Extolling the virtues of Motlana as a father, friend and brother, Maponya described him as a great leader. "He was not the kind of leader we see today," he added to applause and exclamations.
He had led his community with "dignity and respect".
A reference to Cope
In a thinly-veiled reference to the recent bitter breakaway from the ANC by the newly formed Congress of the People, Maponya said it was to him and Motlana that disgruntled ANC members had turned many years ago —before the formation of the Pan Africanist Congress.
Sitting in a kitchen, the two men had asked the others what troubled them about the ANC.
They had replied: "The ANC is departing from the policies that we all know. There are many in the Communist Party in the ANC and they are the biggest... element we do not understand."
Maponya and Motlana told them to let them fight it out within the organisation.
"They were adamant; said 'we are breaking away'. We left them and they did their thing.
"All the time we know and respect the fact that the breaking away is just an element that is dissatisfied. They will come back home...
"Motlana, today, is asking us what are we doing in the ANC; what are we doing in this organisation that liberated us from that terrible law that oppressed us."
'A sad day'
Maponya was one of hundreds of mourners who spent the better part of an hour caught up in a traffic jam near the Chris Hani-Baragwanath Hospital, where Johannesburg metro police had set up a major roadblock, seemingly oblivious to the event taking place just a few kilometres away.
Motlanthe on Tuesday declared four days of national mourning for Motlana, with the flag of the Republic to be flown at half-mast until his funeral on Saturday. The funeral service will be held at the University of the Witwatersrand Great Hall from 9am.

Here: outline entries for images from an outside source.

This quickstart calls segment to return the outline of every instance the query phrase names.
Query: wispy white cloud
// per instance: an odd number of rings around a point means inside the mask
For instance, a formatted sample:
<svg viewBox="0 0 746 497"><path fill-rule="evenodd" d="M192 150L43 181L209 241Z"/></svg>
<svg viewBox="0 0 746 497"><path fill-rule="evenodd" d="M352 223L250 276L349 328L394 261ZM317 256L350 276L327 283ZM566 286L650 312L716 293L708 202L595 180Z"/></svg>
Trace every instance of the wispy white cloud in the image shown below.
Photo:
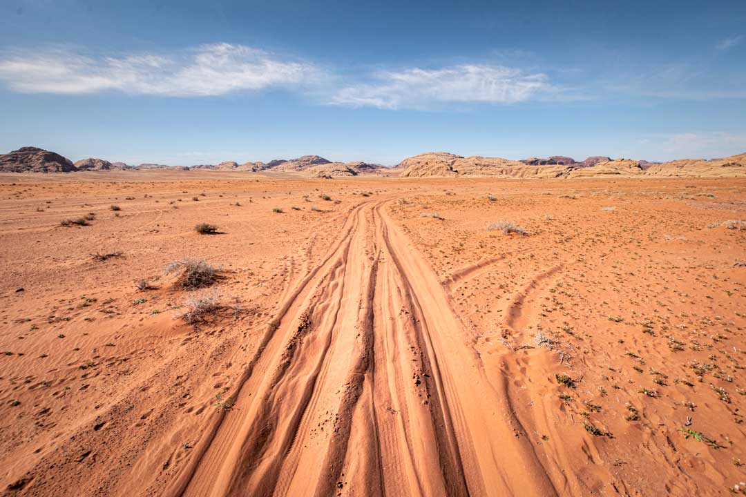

Eulogies to Motlana were delivered on Thursday by Johannesburg mayor Amos Masondo, community leader Tom Manthata, cardiologist Professor Patrick Mokgobo, Maponya and the Nelson Mandela Children's Fund's Sibongile Mkhabela.
"This is indeed a sad day. A true son of Africa is no more," said Masondo, describing him as a trail-blazer and pioneer and urging people to learn from his lessons and take up where he had left off.
"You are all beautiful, You are all great. You have all come to share sincere tears," said Manthata.
There would never be another Nthato Harrison Motlana, unique in so many ways, Mokgobo said in his farewell to his colleague.
He had had a special sensitivity for his community's needs and the ability to appropriately respond to them, was forthright and fearless, and fair with both his criticism of either friend or foe, sombre and dedicated.
Dignitaries in attendance
Two pigeons soared out from above the crucifix during the service, the grey birds rising on the rays of light streaming through the church's stained glass windows as the choir's voices rang out in tribute to the doctor the people loved.
Among the dignitaries paying their last respects: SA Reserve Bank Governor Tito Mboweni, businessman Tokyo Sexwale, Justice Edwin Cameron, advocate George Bizos, and Gauteng Premier Paul Mashatile.
Also there were: Pearl Luthuli, the granddaughter of Chief Albert Luthuli, who was President-General of the ANC from December 1952 until his death in 1967; singer Sipho "Hotstix" Mabuse; and Mohumagadi Semane, mother of the king of the Bafokng of Rustenburg.
Winnie Madikizela-Mandela made an unobtrusive entrance just after the service started, with her daughter Princess Zenani Mandela-Dlamini.
They sat, not with Motlana's family, but with a host of other dignitaries in the front pew.
Motlana is survived by six children, 11 grandchildren and a great grandchild.